There’s much more, of course, but those are the essential pieces.
Just to be clear: Teradata Aster 6, aka the Teradata Aster Discovery Platform, includes HDFS compatibility, native MapReduce and ways of invoking Hadoop MapReduce on non-Aster nodes or clusters — but even so, you can’t run Hadoop MapReduce within Aster over Aster’s version of HDFS.
The most dramatic immediate additions are in the graph analytics area.* The new SQL-Graph is supported by something called BSP (Bulk Synchronous Parallel). I’ll start by observing (and some of this is confusing):
- BSP was thought of a long time ago, as a general-purpose computing model, but recently has come to the fore specifically for graph analytics. (Think Pregel and Giraph, along with Teradata Aster.)
- BSP has a kind of execution-graph metaphor, which is different from the graph data it helps analyze.
- BSP is described as being a combination hardware/software technology, but Teradata Aster and everybody else I know of implements it in software only.

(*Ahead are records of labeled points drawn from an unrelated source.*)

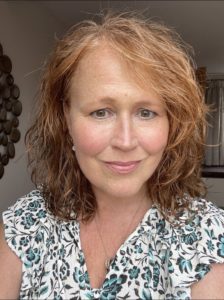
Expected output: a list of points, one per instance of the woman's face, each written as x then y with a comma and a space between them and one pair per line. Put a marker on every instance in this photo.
119, 129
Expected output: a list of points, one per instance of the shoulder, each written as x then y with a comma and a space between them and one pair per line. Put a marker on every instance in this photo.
27, 225
197, 245
10, 271
27, 211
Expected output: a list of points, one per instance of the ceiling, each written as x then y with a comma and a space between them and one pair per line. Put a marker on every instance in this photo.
201, 23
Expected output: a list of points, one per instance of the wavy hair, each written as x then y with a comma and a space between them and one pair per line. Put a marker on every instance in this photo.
153, 51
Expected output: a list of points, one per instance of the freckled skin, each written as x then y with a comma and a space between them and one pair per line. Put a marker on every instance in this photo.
121, 134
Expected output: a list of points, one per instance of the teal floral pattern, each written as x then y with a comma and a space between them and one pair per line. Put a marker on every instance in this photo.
159, 260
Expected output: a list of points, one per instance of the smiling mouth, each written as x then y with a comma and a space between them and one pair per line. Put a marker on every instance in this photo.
122, 167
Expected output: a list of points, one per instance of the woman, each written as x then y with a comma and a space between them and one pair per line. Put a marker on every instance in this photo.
116, 150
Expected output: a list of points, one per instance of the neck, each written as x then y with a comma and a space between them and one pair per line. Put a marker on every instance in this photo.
109, 207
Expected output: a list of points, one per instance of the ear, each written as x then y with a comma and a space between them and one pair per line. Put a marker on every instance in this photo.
66, 112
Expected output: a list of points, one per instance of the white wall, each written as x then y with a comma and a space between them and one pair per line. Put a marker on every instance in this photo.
27, 33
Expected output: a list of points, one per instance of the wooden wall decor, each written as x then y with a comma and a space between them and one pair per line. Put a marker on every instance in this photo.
10, 109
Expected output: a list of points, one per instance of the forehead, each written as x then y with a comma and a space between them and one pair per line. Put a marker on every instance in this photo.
106, 64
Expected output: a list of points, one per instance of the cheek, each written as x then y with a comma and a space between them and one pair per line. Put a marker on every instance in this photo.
89, 139
155, 140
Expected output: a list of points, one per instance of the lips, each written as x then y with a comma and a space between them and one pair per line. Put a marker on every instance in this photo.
123, 167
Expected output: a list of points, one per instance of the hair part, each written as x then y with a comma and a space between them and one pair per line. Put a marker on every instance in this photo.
158, 58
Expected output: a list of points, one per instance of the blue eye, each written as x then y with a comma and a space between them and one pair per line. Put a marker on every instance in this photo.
146, 113
101, 113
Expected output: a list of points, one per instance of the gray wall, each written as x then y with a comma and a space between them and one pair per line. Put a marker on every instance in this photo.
27, 33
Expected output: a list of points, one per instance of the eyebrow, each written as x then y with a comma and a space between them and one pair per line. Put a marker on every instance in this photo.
110, 100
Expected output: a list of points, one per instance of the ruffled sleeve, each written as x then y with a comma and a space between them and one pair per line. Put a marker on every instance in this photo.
28, 228
199, 244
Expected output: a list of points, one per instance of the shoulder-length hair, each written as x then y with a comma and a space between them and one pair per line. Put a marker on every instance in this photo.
155, 54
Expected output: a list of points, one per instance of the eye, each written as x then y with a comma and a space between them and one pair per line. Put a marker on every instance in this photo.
101, 113
146, 113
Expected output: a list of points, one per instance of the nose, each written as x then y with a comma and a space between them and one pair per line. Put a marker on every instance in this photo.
124, 135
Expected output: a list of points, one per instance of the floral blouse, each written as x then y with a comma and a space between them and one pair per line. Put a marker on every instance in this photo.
159, 260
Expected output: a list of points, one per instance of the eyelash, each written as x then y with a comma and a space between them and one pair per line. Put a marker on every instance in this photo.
110, 113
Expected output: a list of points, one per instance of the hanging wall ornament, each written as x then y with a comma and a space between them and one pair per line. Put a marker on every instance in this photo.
10, 110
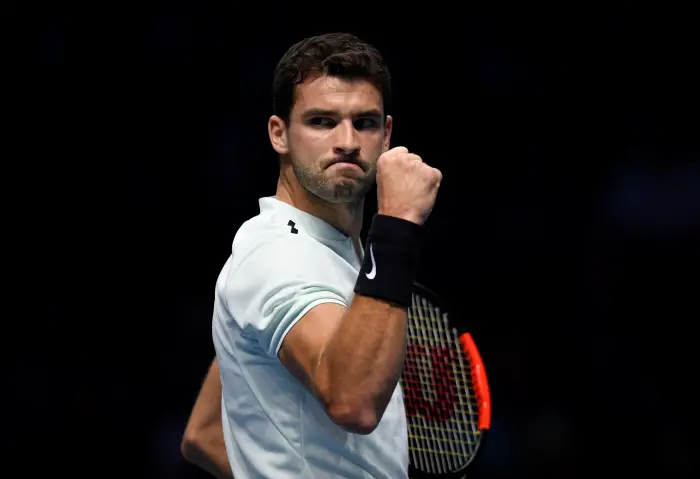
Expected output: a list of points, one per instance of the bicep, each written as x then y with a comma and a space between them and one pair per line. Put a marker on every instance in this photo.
304, 345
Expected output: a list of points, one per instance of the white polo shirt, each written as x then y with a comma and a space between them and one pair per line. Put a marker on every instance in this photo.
283, 263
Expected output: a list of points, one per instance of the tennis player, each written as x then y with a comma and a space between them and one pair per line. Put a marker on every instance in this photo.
309, 331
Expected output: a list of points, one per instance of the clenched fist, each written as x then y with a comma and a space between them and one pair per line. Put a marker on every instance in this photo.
406, 187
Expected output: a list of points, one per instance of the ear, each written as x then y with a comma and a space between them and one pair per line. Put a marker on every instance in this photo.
388, 124
277, 130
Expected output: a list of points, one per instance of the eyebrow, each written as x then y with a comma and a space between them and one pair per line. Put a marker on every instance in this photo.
321, 112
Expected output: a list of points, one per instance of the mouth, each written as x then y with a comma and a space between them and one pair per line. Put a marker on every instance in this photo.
343, 163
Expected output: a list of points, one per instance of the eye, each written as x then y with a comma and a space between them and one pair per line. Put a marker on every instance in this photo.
366, 123
322, 121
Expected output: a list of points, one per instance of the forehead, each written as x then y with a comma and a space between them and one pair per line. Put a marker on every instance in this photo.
337, 94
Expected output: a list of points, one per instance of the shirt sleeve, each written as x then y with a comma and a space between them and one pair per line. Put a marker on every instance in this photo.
277, 283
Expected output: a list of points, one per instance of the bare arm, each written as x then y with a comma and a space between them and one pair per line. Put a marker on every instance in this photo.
203, 441
350, 359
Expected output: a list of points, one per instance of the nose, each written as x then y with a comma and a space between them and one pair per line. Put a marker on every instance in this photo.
347, 140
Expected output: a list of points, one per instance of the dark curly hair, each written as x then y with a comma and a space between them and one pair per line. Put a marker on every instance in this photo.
335, 54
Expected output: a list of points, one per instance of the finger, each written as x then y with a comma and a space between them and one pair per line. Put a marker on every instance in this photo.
398, 149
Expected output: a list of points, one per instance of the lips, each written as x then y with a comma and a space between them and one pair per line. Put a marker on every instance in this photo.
347, 162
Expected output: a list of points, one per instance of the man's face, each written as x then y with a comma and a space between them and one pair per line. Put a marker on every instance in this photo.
335, 135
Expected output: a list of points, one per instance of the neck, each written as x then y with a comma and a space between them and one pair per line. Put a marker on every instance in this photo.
345, 217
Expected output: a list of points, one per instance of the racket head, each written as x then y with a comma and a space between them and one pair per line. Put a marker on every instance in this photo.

- Aster long ago talked of adding a graph data store, but has given up that plan; rather, it wants you to do graph analytics on data stored in tables (or accessed through views) in the usual way.

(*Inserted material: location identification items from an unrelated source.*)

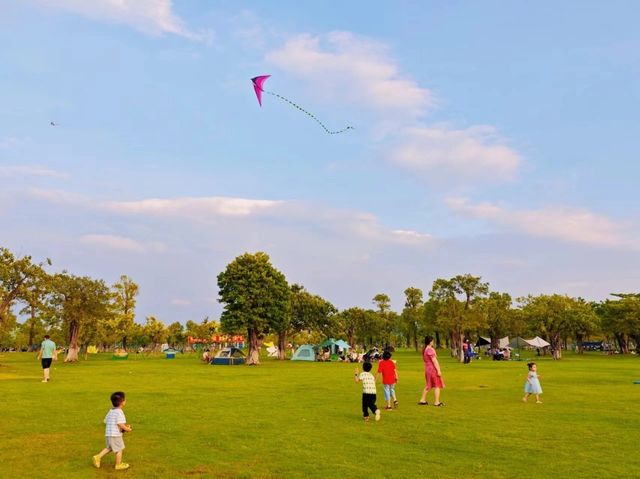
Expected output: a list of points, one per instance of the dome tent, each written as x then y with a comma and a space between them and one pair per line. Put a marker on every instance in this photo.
306, 352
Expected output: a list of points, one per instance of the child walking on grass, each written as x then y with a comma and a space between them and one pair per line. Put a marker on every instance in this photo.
368, 391
387, 368
532, 386
115, 425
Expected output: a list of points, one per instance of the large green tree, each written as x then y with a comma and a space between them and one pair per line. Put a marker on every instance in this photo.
17, 275
457, 311
412, 314
498, 315
352, 322
79, 303
556, 316
124, 294
621, 319
308, 312
255, 297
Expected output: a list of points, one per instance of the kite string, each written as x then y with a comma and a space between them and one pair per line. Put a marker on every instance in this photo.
308, 113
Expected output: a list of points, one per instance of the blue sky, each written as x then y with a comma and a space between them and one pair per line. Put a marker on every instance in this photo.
493, 138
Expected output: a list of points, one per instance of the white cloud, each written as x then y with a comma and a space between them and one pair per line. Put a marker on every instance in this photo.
10, 171
473, 155
411, 237
198, 208
121, 243
290, 214
352, 69
154, 17
57, 196
567, 224
180, 302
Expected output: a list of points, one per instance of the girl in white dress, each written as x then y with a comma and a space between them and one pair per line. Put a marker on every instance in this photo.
532, 386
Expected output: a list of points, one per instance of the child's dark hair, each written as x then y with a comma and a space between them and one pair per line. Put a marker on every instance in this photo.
117, 398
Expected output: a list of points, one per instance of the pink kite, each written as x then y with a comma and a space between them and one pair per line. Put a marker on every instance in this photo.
258, 86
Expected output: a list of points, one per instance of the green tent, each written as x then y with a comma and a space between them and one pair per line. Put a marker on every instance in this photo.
305, 352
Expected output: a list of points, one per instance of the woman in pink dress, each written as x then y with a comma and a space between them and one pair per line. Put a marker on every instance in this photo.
432, 373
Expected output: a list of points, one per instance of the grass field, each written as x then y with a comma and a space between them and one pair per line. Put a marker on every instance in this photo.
298, 419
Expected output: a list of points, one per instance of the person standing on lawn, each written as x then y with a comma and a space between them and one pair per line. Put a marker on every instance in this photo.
46, 355
432, 373
387, 368
368, 391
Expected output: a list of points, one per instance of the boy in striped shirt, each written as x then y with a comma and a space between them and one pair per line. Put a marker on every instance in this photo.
368, 391
115, 425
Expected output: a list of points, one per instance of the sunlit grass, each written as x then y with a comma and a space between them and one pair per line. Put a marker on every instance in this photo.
297, 419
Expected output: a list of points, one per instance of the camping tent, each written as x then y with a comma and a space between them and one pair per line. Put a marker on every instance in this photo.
335, 344
536, 342
272, 349
502, 342
229, 356
304, 353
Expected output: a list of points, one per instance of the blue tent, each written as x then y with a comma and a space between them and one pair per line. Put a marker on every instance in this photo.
305, 352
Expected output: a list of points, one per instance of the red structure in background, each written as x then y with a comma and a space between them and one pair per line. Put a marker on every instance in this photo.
219, 340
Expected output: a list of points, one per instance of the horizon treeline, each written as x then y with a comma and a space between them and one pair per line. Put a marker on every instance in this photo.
78, 311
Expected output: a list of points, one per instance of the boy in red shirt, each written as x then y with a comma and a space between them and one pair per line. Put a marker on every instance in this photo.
387, 368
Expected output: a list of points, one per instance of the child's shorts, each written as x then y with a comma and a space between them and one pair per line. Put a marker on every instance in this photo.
389, 391
114, 443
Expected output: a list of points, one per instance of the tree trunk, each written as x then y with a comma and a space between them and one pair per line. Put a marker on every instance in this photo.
622, 342
282, 339
253, 358
74, 331
556, 346
32, 329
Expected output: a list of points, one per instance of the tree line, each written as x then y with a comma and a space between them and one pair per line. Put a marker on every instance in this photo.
258, 301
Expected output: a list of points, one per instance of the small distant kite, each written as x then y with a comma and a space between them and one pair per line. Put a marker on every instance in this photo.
258, 83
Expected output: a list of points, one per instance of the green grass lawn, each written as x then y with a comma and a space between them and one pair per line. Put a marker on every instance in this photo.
297, 419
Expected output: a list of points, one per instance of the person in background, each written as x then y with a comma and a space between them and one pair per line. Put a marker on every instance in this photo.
368, 391
532, 386
432, 373
387, 368
467, 350
46, 355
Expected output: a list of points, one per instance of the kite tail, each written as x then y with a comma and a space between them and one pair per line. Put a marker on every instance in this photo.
310, 114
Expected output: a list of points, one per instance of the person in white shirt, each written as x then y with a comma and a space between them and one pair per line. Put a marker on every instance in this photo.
368, 391
115, 425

Use cases suggested are a lot of marketing, plus anti-fraud.
*Pay no attention to Aster’s previous claims to do a good job on graph — and not only via nPath — in SQL-MR.
So far as I can infer from examples I’ve seen, the semantics of Teradata Aster SQL-Graph start:
- Ordinary SQL except in the FROM clause.

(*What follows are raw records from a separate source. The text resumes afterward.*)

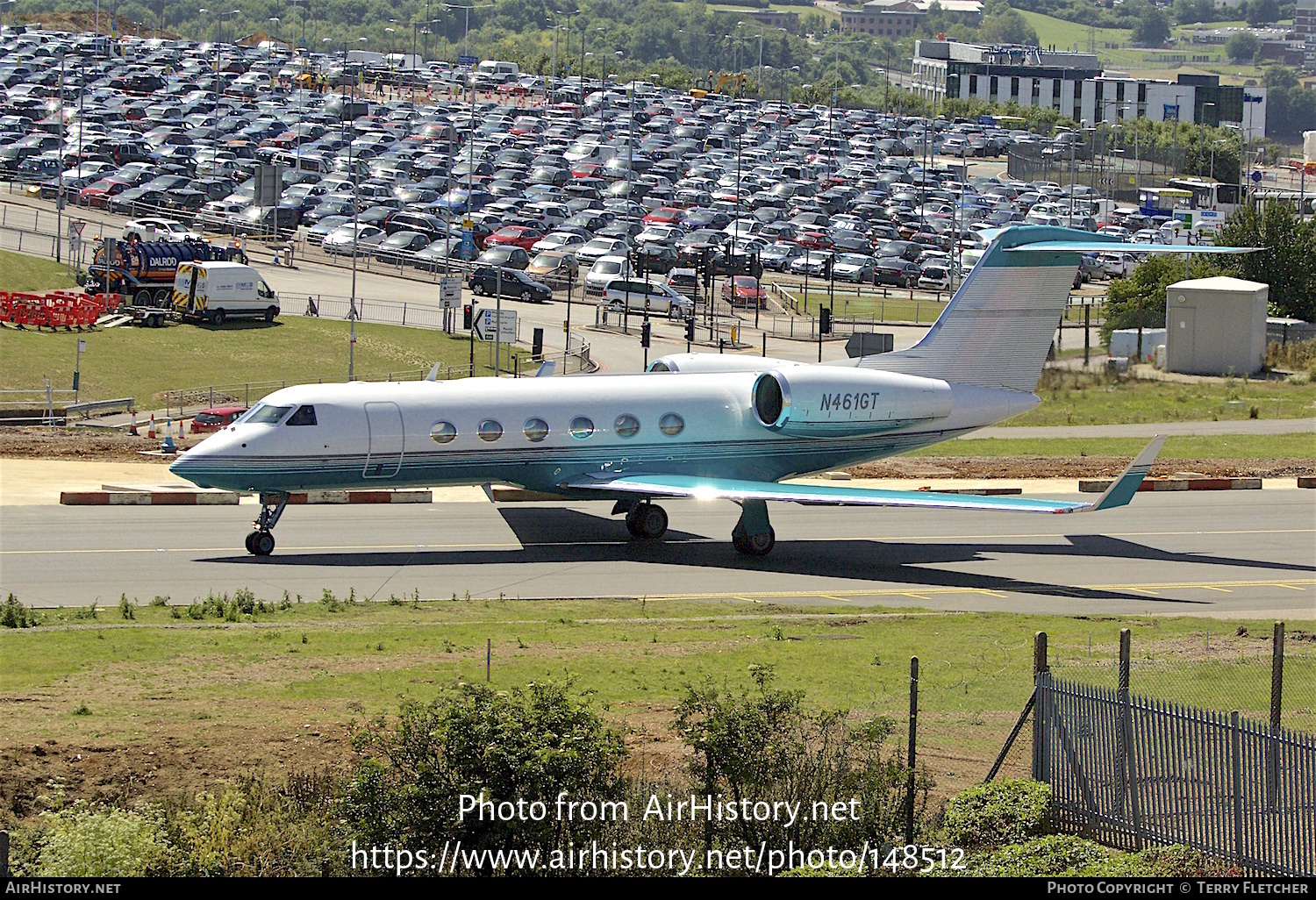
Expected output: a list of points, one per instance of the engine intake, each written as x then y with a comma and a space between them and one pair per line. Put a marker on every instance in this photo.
833, 402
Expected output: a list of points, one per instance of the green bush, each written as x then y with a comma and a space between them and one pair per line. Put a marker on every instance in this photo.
1174, 861
86, 841
528, 744
15, 615
766, 744
1050, 855
998, 812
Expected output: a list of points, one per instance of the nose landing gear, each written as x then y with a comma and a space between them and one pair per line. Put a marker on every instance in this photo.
261, 541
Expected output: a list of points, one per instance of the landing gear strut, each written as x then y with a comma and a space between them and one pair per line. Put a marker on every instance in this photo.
261, 541
644, 518
753, 534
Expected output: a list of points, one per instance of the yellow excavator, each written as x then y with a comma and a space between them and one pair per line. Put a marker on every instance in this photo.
705, 86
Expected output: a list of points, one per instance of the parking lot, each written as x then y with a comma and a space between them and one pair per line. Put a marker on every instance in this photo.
758, 213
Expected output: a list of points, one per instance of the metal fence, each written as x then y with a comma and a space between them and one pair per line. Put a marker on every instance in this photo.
1131, 771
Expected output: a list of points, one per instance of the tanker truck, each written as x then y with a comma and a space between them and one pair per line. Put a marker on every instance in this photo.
145, 271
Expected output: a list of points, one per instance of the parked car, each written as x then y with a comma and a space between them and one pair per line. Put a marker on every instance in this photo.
744, 291
515, 283
215, 418
639, 295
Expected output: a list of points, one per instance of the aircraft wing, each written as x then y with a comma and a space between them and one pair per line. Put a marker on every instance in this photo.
1120, 246
726, 489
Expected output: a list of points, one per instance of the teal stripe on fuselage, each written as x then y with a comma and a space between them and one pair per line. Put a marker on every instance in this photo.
547, 468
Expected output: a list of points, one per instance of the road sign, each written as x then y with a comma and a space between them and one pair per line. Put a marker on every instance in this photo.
484, 325
449, 292
468, 249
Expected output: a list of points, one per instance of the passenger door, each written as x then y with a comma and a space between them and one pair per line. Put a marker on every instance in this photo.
384, 453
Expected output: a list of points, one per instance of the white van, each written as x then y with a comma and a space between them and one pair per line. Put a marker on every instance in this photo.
213, 291
636, 294
499, 71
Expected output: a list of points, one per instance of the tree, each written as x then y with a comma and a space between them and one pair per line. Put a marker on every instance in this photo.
1242, 47
1153, 29
1008, 26
1286, 262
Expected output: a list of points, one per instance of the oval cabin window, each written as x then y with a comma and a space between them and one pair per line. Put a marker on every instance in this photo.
536, 429
626, 425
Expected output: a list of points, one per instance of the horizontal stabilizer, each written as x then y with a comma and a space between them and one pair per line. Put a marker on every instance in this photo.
726, 489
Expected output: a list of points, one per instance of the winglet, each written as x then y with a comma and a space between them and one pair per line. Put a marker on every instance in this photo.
1126, 484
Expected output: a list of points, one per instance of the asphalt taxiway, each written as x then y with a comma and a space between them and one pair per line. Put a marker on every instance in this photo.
1191, 553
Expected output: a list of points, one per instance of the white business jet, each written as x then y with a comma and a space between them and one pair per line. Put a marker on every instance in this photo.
694, 425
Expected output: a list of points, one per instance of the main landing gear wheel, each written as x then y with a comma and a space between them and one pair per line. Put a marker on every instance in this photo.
261, 541
647, 520
760, 544
755, 545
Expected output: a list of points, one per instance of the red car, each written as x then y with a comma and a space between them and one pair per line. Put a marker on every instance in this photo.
519, 236
813, 241
665, 216
744, 291
215, 418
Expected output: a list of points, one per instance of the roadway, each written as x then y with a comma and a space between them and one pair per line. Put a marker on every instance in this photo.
1200, 554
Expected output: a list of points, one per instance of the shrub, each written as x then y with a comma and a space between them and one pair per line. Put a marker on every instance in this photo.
15, 615
1055, 854
86, 841
257, 829
765, 744
1174, 861
998, 812
526, 744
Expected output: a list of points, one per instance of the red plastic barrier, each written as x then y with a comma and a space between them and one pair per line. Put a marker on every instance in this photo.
58, 308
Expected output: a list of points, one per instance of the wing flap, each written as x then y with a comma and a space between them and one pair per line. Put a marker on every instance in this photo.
729, 489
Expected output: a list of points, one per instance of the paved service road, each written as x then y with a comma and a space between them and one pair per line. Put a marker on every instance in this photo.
1241, 553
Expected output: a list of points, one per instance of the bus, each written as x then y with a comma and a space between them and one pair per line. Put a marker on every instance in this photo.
1163, 202
1208, 195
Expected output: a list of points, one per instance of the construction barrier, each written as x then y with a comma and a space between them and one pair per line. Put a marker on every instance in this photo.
65, 310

- Functions/operators that are the arguments for FROM; of course, they output tables. You can write these yourself, or use Teradata Aster’s prebuilt ones.
Within those functions, the core idea is:
- Various tables are explicitly given the roles of “Vertices”, “Edges”, and so on. (It can get reasonably complicated; e.g., “Vertices_1″ and “Vertices_2″ for a bipartite graph.)
- Those “tables” can actually instead be views, subqueries or whatever.
Specific prebuilt functions — Aster is big on prebuilt functions — include but surely aren’t limited to:
- PageRank (which of course generally is a way to estimate individual vertices’ relative influence).
- Various things that seem to focus on measuring which relationships are or aren’t significant. (I’m not sure whether they’re NDA or not, so to stay on the safe side I won’t spell them out.)
Truth be told, these prebuilt functions sound pretty interesting.
As for underpinnings — the idea behind BSP is:
- You have a computing job that is both iterative and parallel.
- You parallelize it among a bunch of logical vertices, which may or may not correspond to physical computing servers.
- The job is broken up into “supersteps”, wherein local processing happens at each vertex.
- At the end of a superstep, each vertex can send messages to other vertices. The next superstep can’t start until all the messages have arrived.
Hopefully, various problems with message latency and unreliability that arise in other models of parallel computing are obviated by BSP.
So why use BSP for graph analytics? Well, it’s pretty obvious why BSP would be a decent model; the real question is why something that relies on classical data partitioning isn’t even better. And of course the answer to that one is that data partitioning doesn’t work for most graphs; whatever you do, there are going to be a whole lot of edges crossing partition boundaries.
Real-world graphs have short average path lengths — Six Degrees of Separation and all that. While that isn’t in itself a proof that partitioning can’t work, it should at least serve as a strong plausibility argument.
Since this is a first release of a graph-processing capability, it’s safe to assume there’s a lot missing. For example, every SQL-GR graph operation starts by retrieving data and building a graph; there’s no reuse. I presume that some analytic operations aren’t explicitly supported yet, or are of questionable performance. (Subgraph pattern matching was mentioned as an area that was not yet optimized for.) But with all those caveats, this still feels like a pretty interesting entry into the relationship analytics market.